Peraltro, la riflessione sull’inflazione e sui contratti richiama alla nostra attenzione uno dei capitoli più importanti delle vicende sindacali, quello relativo al sistema contrattuale. Il dibattito è già stato avviato in sede sindacale l’indomani della conclusione dei principali contratti dell’industria ma la sua stringente attualità oggi è, oggettivamente, venuta meno se si tien conto del fatto che uno dei due interlocutore di questa discussione si accinge nei prossimi mesi a modificare i propri assetti di vertice. Resta sospesa, dunque, la questione di una rivisitazione di quel sistema nella direzione di un consolidamento dei due livelli e di un rafforzamento ed estensione della contrattazione integrativa. Questo tema esce dall’agenda degli appuntamenti autunnali e viene procrastinato a futuri confronti.
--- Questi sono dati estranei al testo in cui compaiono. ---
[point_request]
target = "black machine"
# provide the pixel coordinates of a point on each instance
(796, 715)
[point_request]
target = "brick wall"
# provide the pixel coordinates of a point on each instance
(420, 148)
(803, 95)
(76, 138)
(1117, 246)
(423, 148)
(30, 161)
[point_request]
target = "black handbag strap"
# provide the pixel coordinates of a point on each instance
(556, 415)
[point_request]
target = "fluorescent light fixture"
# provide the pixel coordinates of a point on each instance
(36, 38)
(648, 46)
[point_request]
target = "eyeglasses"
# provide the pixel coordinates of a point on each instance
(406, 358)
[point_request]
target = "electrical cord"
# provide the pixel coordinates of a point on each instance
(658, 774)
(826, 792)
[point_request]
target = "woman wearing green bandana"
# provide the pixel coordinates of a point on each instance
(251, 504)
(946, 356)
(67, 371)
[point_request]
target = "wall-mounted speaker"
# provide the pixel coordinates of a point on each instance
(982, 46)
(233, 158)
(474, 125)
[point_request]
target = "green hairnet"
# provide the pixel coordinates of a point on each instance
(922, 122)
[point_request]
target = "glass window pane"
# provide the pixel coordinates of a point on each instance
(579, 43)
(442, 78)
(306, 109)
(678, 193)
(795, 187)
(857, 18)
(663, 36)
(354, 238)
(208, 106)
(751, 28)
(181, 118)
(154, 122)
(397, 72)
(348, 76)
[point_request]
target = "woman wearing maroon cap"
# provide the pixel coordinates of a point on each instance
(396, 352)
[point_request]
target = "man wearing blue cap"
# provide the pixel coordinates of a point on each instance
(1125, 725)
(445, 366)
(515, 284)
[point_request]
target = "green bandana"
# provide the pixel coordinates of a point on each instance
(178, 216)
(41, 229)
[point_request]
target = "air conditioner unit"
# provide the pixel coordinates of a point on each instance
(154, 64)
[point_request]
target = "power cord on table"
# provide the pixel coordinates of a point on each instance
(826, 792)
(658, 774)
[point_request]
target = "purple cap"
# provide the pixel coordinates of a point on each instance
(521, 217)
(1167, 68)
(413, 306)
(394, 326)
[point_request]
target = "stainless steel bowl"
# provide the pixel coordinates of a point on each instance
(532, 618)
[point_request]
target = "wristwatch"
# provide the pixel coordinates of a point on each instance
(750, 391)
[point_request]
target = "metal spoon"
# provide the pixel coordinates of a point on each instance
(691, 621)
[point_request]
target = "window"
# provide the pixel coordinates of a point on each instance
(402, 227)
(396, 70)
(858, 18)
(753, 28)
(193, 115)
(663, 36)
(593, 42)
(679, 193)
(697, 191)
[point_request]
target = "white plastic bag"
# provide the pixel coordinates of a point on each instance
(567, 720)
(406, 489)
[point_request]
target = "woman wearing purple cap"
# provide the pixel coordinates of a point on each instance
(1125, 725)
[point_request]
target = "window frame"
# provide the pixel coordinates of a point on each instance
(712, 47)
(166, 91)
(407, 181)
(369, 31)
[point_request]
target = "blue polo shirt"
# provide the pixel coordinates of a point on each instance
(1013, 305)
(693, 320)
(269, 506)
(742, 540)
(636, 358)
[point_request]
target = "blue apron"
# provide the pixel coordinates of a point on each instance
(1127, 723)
Occorre concentrarsi, insomma, su una Finanziaria di sviluppo, sul mantenimento dello Stato sociale, su una riduzione dei prezzi. L’autunno sindacale vivrà di questi argomenti e di questi problemi. La strada per risolverli senza acuire i conflitti sociali si diparte davanti a noi. Noi la percorreremo con senso di responsabilità e, se le nebbie della politica non la offuscano, taglieremo traguardi importanti per la crescita del Paese.